Le plus grand paradoxe lié à la gestion du temps chez les studyblrs est toutefois la participation à la communauté en tant que telle. En effet, bien que celle-ci promeuve des objectifs sains liés à l’éducation tels que ceux nommés plus haut, il demeure toutefois que lorsque les utilisateurs reblogguent, clavardent, créent des «masterposts» suggérant des techniques d’étude, organisent leur papeterie ou prennent le temps de rendre leur espace de travail visuellement plaisant, ils ne sont de toute évidence pas en train d’étudier. Ainsi, bien que cette communauté ait comme but de contribuer à la motivation des étudiants dans leurs tâches quotidiennes, sa nature fait d’elle un divertissement, une structure supplémentaire et potentiellement une source de stress pour ses membres, qui se lancent dans des défis tels que «100 days of productivity» ou vont parfois jusqu’à documenter (presque) chaque étape de leur journée pour alimenter régulièrement leur blogue.
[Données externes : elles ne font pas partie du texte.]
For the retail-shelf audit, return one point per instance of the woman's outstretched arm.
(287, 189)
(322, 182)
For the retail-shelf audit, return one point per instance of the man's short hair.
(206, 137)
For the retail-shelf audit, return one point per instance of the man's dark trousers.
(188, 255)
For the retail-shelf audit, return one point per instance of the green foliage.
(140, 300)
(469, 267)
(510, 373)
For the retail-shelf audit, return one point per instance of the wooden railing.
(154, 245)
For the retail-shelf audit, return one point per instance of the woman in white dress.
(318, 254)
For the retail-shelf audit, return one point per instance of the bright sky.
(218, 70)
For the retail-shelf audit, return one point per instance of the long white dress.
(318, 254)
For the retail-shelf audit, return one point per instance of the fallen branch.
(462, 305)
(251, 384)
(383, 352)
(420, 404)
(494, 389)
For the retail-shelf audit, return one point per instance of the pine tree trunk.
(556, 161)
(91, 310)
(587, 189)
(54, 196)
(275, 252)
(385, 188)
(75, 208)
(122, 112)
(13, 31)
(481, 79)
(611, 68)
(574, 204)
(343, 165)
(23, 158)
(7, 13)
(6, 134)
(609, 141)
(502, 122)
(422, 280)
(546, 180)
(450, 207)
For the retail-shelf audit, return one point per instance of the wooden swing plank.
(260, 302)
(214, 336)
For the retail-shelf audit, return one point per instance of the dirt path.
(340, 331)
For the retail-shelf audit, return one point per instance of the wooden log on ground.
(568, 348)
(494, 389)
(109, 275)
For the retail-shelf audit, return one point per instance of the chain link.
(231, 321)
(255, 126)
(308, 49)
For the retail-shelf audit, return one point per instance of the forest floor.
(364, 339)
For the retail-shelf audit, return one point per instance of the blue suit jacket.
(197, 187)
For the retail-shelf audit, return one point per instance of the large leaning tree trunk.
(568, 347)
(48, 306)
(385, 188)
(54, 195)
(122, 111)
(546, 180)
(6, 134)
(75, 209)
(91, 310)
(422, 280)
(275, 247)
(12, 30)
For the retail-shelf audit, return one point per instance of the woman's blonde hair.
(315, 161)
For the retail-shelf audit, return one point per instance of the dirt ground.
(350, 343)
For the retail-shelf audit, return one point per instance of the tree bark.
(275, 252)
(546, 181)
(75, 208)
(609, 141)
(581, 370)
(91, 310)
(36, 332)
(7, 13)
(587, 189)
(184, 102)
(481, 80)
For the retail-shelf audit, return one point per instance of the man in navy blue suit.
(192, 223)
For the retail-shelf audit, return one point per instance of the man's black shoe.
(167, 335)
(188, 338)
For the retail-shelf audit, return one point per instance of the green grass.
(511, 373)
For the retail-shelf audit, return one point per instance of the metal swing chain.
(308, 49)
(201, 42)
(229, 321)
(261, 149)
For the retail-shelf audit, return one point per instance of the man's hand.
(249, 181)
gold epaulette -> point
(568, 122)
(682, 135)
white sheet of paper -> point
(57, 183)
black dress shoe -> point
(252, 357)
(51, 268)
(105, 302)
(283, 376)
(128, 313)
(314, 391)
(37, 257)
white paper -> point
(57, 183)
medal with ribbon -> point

https://uglystudies.tumblr.com/post/152562241009/28100-311016-happy-halloween-yall
La structure de la communauté studyblr sur Tumblr se conforme à l’idée de Benedict Anderson, paraphrasée ici par Lionel Ruffel, voulant que «les formes de communauté sont largement imaginées et imaginaires et se produisent dans un environnement médiatique particulier, un mediascape, qui suppose lui-même une forme de contemporanéité.» (Ruffel: 2004). Ainsi, les studyblrs réunis en communauté partagent une certaine réalité, une réalité qui dilate toutefois le temps extérieur au mediascape et qui conserve une certaine part de paradoxe.
Une contreculture studyblr?
L’ironie de la situation n’échappe toutefois pas à certains membres de la communauté, qui ont recourt à l’humour pour critiquer ses formes parfois très prescriptives.
http://study-inspirati0n.tumblr.com/post/152732947155/me-reblogs-studyspo-gives-advice-on-studying
Les possibilités créatives sont toutefois nombreuses dans cette plateforme, notamment dans le volet plus réactionnaire aux normes esthétiques habituelles. Alors que l’idée générale des studyblrs est d’apprécier l’acte d’apprendre et les efforts fournis, les blogues se moquant du mode de vie étudiant, et, sans surprise, plus particulièrement du domaine des études supérieures, se font de plus en plus nombreux (Shit Academics Say, What Should We Call Grad School). L’un d’entre eux est particulièrement intéressant, soit Lego Grad Student, par sa magnifique mise en récit d’une existence vécue silencieusement par de nombreux étudiants à travers le monde qui tentent de survivre à la structure parfois étouffante du milieu universitaire.